Oggi , anche nelle campagne, sono rimasti in pochi a “smettere” il maiale in casa, per conto proprio, si è soggetti a regolamenti severi, è un lavoro complicato, ci vuole spazio e anche un luogo idoneo per conservare gli insaccati.
Non basterebbe un libro per elencare tutto quello che si può fare con il maiale:
sangue per il migliaccio, ossa da cuocere e piluccare, strutto, salsicce, salami, capocollo, coppe, fegatelli, coppa di testa (imperdibile insaccato dove finiscono testa, ossa, cotenne, orecchie, codino, zampetti), guanciale, lardo, ciccioli (una vera golosità sempre più rara), cotechini, pancetta, mortadelle, finocchione, soppressate, lonzino, stinco, braciole, costolette, cotiche.

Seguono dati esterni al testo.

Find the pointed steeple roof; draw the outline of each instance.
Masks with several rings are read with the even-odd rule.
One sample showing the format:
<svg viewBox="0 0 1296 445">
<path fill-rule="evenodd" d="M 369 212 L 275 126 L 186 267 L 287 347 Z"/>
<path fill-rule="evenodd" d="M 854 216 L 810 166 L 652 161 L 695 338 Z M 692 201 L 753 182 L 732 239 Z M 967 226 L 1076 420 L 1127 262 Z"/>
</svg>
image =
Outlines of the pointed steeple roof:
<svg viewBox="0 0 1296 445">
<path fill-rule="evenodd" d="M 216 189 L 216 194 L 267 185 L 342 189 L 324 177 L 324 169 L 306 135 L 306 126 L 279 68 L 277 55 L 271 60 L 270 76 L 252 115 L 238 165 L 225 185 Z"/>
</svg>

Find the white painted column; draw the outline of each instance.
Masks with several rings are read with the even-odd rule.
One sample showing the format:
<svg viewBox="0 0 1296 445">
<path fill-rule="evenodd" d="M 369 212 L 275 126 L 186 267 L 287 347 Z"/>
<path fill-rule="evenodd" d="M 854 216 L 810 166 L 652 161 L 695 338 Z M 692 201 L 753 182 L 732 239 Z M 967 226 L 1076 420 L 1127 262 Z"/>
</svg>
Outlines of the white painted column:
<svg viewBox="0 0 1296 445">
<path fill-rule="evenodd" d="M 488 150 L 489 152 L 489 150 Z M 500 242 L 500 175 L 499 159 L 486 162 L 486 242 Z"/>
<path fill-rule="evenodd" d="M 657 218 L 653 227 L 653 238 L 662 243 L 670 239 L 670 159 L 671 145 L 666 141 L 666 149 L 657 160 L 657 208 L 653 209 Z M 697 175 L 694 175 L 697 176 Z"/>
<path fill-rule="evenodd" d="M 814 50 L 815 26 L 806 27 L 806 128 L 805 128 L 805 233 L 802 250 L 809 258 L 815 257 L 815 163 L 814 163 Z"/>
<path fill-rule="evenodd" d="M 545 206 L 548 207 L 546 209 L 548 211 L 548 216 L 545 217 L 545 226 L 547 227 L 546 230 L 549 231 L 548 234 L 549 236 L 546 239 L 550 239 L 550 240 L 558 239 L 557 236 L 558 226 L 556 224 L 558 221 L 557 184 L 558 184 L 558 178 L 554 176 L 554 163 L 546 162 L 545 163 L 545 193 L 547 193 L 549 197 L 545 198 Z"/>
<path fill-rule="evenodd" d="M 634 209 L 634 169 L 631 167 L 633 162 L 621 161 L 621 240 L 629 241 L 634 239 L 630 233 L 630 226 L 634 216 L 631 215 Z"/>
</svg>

E se i salami erano pronti a Pasqua il prosciutto era perfetto a dicembre. In mezzo venivano pancette e capocolli. Si fa ancora la piada con lo strutto, ingrediente simbolo di una civiltà gastronomica che fa da cerniera tra quella del burro al nord e quella dell'olio al sud.
Ormai, però, non c’è più la necessità di fare una scorta di cibo per tutto l’anno come avveniva al tempo dei nostri nonni.
Allora uccidere il maiale era una vera e propria faccenda di sopravvivenza, perché era quasi la sola carne, insieme a qualche gallina o coniglio, che assicurava un buon nutrimento quando si cominciavano i lavori faticosi da aprile in poi.